La vida del sacerdote no es solo una tarea que se le encarga, sino que im­plica su total configuración con Cristo, en donde su existencia es involucrada entera y profundamente, en comunión con Cristo resucitado quien, en su Iglesia, sigue realizando el sacrificio redentor. De ahí, que su misión no es solo presidir los sacramentos como medios de santificación para el pueblo que se le ha encomendado, sino que también realiza una misión pastoral (pastorear), en su oficio específico de enseñar y conducir a su comunidad, hacia la vida verdadera, la vida eterna.

El Buen Pastor que conduce hacia pastos abundantes

Dos verbos denotan nuestra implica­ción como rebaño del Señor. Por una parte, el verbo escuchar: “Mis ove­jas escuchan mi voz; Yo las conozco y ellas me siguen” (Jn 10, 27). En la predicación de Jesús es una cons­tante, su invitación a la escucha: “El que escucha estas palabras mías y las pone en práctica” (Mt 7, 24) pues es a partir de la escucha, que comienza a ser interpelada nuestra vida, se ge­nera confrontación y revisión interior. Se trata de escuchar una voz diferente de las variadas voces del mundo, para ponerse en actitud de obediencia. De ahí la articulación en el texto de “es­cuchar” y “seguir”.

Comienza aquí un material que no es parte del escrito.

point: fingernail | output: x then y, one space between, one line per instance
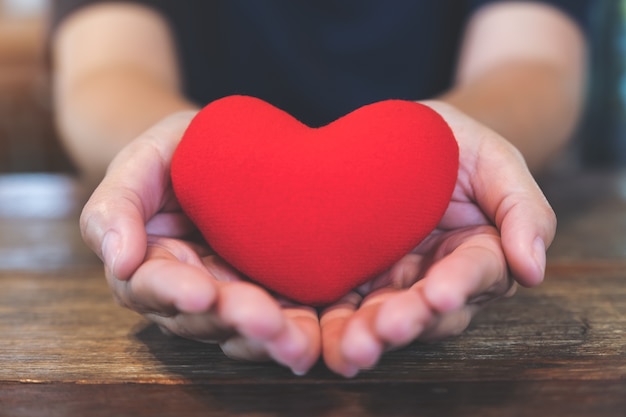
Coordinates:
351 372
539 254
110 249
299 372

A partir de esa escucha que alude a un llamado, viene el segundo verbo co­nocer: “Conozco mis ovejas y ellas me conocen a mí” (Jn 10, 14). Se trata del deseo de ir más allá, ponerse en movimiento hacia Jesús, disponiendo la vida para permanecer en Él y que Jesús permanezca en nosotros. Se establece una relación de cercanía, de afinidad, de conocerle y amarle, confiándose a su protección segura, resguardados en su presencia con la certeza que “no siguen a un extraño” (v. 5) sino que es “la puerta y si uno entra por ella, estará a salvo” (v. 9) porque ese pastor “da su vida por sus ovejas” (v. 15). La meta es consoli­dar en la Iglesia “un solo rebaño, un solo pastor” (Jn 10, 16) y así “cuando haya ido y haya preparado un lugar, volveré y los tomaré conmigo, para que donde Yo esté, estén también us­tedes” (Jn 14, 3).